Die Aufstockung von Niedriglöhnen aus öffentlichen Mitteln ist vertretbar, so lange dadurch die internationale Wettbewerbsfähigkeit von Betrieben gestärkt wird, die Arbeitsplätze in Deutschland erhalten und sichern. Nicht hinnehmbar ist, dass bestimmte Branchen die Aufstocker-Subventionierung durch staatliche Transferleistungen bereits bei der Kalkulation ihrer Preise berücksichtigen, um im Binnenmarkt konkurrenzfähiger zu sein. Dadurch wird in zahlreichen Branchen eine Dumpinglohnspirale in Gang gesetzt, die fairen Wettbewerb verhindert. Am Ausbeutungs-Pranger stehen viele Friseure, Schlachtbetriebe, Taxiunternehmen, Gaststätten, Hotels, Wäschereien, Reinigungen, Kurierdienste und Kinos.

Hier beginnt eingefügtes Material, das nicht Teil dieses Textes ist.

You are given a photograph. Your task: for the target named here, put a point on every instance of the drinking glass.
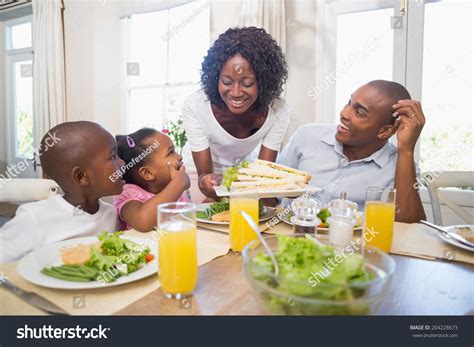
(177, 249)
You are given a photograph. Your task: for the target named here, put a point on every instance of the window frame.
(13, 56)
(160, 86)
(408, 59)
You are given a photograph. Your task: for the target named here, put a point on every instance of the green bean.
(70, 272)
(55, 274)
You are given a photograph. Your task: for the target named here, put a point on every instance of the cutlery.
(32, 298)
(255, 228)
(448, 234)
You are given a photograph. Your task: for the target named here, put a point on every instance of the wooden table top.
(419, 287)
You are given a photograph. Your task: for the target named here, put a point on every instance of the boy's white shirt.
(49, 221)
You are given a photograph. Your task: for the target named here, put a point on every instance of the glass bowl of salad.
(317, 279)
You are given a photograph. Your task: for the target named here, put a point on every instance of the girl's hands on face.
(179, 174)
(207, 183)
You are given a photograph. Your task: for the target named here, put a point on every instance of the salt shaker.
(342, 221)
(305, 217)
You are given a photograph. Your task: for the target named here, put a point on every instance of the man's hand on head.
(409, 123)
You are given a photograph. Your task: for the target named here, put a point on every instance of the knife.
(454, 236)
(32, 298)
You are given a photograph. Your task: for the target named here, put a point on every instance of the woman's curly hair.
(262, 52)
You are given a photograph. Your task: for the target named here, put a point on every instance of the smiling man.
(356, 154)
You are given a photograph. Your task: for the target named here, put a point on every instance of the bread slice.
(271, 169)
(223, 216)
(268, 184)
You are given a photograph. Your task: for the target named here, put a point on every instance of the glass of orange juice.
(240, 233)
(177, 249)
(379, 217)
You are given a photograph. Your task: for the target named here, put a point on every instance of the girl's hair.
(131, 146)
(259, 49)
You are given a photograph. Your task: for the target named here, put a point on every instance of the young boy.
(81, 163)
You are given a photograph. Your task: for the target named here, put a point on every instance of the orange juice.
(177, 257)
(379, 218)
(240, 233)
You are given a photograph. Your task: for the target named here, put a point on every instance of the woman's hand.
(207, 183)
(179, 175)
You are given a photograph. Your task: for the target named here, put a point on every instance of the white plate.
(223, 191)
(49, 255)
(285, 219)
(201, 207)
(453, 241)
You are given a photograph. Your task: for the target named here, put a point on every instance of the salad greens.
(323, 215)
(231, 173)
(221, 206)
(299, 259)
(117, 257)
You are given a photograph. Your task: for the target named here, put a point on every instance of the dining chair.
(27, 189)
(436, 180)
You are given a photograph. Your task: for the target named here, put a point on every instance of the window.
(447, 140)
(19, 75)
(164, 54)
(369, 40)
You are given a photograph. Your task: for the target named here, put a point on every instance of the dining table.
(431, 278)
(421, 285)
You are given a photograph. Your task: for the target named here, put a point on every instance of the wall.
(3, 126)
(93, 46)
(301, 59)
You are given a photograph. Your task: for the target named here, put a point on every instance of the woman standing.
(238, 114)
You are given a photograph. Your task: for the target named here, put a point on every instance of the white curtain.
(49, 90)
(267, 14)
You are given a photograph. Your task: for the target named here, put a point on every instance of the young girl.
(154, 174)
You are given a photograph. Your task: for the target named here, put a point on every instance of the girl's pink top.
(133, 192)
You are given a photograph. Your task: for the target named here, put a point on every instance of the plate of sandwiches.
(218, 213)
(269, 179)
(323, 216)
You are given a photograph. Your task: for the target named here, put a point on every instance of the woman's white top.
(204, 131)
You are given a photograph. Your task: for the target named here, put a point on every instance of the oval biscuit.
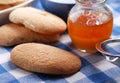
(12, 34)
(45, 59)
(38, 20)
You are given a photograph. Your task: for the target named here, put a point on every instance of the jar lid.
(109, 48)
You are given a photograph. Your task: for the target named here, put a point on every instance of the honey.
(89, 28)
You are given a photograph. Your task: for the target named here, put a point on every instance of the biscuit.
(38, 20)
(11, 2)
(2, 7)
(12, 34)
(46, 59)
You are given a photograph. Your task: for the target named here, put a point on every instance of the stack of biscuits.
(31, 25)
(4, 4)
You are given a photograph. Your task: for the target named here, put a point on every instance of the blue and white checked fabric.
(95, 69)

Wenn alle Marktteilnehmer den flächendeckenden Mindestlohn zahlen und kalkulieren müssten, würde Wettbewerbsgleichheit geschaffen. Bei fairen Löhnen in den Branchen verringert sich die Nachfrage nur marginal. Allerdings ist die Verlagerung von Arbeitsplätzen hin zu leistungsfähigeren Betrieben nicht ausgeschlossen. In diesem Sinne wäre die Lohnaufstockung längst ein Fall fürs Kartellamt gewesen. Denn die Idee der natürlichen Freiheit der gesellschaftlichen Ordnung von Adam Smith ist bei der Lohnfindung seit langem auf den Hund gekommen.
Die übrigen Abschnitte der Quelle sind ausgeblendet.